Department of Homeland Security leaders are boosting coordination to protect the upcoming vote amid a flurry of accusations that the Russian government is attempting to interfere with the midterm elections, a top official said.

“We are turning up the knob,” Robert Kolasky, newly appointed head of the department’s risk management center, told reporters at the Intelligence and National Security Summit Sept. 4.

The department is still working through the details, Kolasky said, but suggested the heightened attention is expected to begin around Sept. 21, when military voting begins.

“We will take advantage of the structures we have already established and just turn it up,” Kolasky said.

U.S. officials have warned that the midterm elections are being targeted by foreign influence operations. The Russian government has been accused of hacking both Democratic and Republican officials or supporters.

Kolasky is head of the newly created risk center, which was announced in July. The center hopes to protect critical infrastructure from cyberattacks in part through threat sharing. That focus is timely. When asked what government officials needed most from industry to protect critical infrastructure from cyberattacks, a group of government officials and experts at the forum said they wanted more information sharing.
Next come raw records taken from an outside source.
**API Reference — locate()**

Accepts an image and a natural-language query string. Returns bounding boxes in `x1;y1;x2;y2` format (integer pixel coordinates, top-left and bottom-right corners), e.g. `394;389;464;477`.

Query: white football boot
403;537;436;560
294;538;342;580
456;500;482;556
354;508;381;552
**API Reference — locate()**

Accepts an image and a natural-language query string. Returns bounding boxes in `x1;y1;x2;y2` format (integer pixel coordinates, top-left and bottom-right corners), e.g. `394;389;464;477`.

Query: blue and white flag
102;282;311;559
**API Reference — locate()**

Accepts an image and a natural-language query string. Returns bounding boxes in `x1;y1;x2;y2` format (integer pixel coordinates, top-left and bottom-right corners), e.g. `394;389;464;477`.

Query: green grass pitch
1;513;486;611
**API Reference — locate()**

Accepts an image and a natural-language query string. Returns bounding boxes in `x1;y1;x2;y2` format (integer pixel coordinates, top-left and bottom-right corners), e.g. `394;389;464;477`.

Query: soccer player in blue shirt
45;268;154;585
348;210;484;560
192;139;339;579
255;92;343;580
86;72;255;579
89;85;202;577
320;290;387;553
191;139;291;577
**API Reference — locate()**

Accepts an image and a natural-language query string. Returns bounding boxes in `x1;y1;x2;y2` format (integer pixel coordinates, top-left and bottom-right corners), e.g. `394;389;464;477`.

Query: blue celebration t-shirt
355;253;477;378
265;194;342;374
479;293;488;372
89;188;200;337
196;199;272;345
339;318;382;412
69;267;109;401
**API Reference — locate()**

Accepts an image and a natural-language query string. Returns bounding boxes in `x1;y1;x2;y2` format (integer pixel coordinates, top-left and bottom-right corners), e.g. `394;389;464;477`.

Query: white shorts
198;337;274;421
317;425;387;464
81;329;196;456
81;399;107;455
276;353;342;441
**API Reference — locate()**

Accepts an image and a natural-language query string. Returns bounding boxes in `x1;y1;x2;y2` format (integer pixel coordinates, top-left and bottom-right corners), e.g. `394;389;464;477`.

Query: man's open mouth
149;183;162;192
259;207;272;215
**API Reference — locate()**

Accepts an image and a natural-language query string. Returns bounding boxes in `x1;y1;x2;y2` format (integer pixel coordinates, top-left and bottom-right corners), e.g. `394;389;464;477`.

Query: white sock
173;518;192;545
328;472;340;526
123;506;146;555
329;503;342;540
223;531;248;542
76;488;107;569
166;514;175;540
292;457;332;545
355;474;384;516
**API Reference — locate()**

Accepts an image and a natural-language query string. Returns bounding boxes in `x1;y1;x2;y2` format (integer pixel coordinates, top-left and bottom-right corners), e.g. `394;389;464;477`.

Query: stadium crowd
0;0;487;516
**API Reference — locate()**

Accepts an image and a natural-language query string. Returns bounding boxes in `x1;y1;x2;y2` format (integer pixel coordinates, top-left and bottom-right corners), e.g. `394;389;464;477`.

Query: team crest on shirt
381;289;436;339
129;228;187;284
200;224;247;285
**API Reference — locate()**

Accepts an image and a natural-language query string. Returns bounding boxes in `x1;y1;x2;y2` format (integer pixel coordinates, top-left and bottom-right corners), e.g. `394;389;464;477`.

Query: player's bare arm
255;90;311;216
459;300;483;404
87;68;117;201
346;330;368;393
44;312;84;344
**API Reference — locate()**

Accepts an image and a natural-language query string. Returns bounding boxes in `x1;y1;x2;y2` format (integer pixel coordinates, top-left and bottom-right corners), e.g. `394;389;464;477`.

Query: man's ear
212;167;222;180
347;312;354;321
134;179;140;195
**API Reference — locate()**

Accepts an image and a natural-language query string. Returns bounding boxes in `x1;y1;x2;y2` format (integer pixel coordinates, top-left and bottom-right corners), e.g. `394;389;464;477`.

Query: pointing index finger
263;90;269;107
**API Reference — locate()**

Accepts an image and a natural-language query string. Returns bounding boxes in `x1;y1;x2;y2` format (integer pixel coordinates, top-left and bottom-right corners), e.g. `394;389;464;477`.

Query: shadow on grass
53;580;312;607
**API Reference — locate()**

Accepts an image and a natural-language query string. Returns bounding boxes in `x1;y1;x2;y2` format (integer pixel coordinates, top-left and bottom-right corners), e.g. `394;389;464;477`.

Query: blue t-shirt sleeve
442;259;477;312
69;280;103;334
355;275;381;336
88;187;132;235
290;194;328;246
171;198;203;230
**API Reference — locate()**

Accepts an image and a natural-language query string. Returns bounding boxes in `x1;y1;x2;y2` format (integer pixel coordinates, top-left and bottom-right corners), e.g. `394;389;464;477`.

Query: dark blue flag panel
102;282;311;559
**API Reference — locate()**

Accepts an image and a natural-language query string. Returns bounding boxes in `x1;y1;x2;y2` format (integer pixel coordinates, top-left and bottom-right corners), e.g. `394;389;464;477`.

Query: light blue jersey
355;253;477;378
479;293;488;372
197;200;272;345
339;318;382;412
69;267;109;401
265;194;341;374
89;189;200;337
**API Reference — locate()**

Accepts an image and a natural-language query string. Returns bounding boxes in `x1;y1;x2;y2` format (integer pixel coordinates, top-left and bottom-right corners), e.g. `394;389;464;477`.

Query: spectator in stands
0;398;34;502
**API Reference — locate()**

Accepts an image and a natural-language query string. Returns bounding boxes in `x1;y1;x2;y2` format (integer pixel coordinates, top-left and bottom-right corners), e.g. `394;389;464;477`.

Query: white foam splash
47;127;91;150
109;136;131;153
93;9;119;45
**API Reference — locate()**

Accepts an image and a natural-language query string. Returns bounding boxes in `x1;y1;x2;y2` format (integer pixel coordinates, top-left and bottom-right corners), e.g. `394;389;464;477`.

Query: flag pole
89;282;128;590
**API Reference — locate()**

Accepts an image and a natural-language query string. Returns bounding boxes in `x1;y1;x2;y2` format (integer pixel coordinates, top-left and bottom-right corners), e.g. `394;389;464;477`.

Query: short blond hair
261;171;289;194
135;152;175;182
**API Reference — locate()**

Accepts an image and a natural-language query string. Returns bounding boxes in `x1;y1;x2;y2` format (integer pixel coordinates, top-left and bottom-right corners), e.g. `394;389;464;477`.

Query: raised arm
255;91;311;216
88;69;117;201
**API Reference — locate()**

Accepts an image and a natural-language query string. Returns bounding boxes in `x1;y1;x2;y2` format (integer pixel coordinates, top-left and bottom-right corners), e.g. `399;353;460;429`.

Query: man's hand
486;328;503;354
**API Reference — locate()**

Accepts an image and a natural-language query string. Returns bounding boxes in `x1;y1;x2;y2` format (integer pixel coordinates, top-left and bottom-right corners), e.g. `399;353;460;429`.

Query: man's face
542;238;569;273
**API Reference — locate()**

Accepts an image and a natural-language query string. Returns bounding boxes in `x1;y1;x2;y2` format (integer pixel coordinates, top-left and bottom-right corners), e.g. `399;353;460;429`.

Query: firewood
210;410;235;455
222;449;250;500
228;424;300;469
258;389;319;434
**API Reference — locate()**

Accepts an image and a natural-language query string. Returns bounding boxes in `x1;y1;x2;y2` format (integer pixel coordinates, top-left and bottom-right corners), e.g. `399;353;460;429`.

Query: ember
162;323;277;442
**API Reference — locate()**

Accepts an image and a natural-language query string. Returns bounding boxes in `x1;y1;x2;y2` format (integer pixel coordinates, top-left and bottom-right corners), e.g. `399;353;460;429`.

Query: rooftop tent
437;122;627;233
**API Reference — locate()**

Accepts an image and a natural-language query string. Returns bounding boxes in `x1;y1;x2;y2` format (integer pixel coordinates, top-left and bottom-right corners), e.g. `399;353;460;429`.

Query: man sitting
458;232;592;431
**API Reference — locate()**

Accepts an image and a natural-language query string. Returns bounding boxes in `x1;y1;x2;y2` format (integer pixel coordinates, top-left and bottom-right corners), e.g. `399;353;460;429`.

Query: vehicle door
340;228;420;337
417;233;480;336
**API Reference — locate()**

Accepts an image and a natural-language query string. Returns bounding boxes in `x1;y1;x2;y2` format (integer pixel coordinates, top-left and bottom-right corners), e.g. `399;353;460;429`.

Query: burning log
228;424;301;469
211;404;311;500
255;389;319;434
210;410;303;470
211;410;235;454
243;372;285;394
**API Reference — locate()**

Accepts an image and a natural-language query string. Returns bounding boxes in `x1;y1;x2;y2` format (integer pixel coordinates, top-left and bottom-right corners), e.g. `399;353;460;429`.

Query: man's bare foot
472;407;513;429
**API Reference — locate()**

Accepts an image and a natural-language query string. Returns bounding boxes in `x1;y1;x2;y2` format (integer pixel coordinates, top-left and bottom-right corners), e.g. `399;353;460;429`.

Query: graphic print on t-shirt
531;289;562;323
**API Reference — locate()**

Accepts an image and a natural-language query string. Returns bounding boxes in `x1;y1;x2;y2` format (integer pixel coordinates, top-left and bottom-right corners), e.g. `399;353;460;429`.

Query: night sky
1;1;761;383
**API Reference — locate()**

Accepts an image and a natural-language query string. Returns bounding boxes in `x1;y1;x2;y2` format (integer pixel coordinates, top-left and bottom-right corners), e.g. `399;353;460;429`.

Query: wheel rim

“Don’t worry if it is too small to share because, I really cannot stress it enough, we don’t know how that small bit of information might be connected to a larger issue unless we have it,” said Tonya Ugoretz, the director of the cyber threat intelligence integration center at the Office of the Director of National Intelligence.

“Much of the activity we see may be long-term preparation down the line.”

If “in addition to sharing the information we are assessing problems together and investing that process, I think it will make a big difference,” in combating cyberattacks, said Scott DePasquale, head of the Financial Systemic Analysis and Resilience Center, which coordinates risk to the banking sector.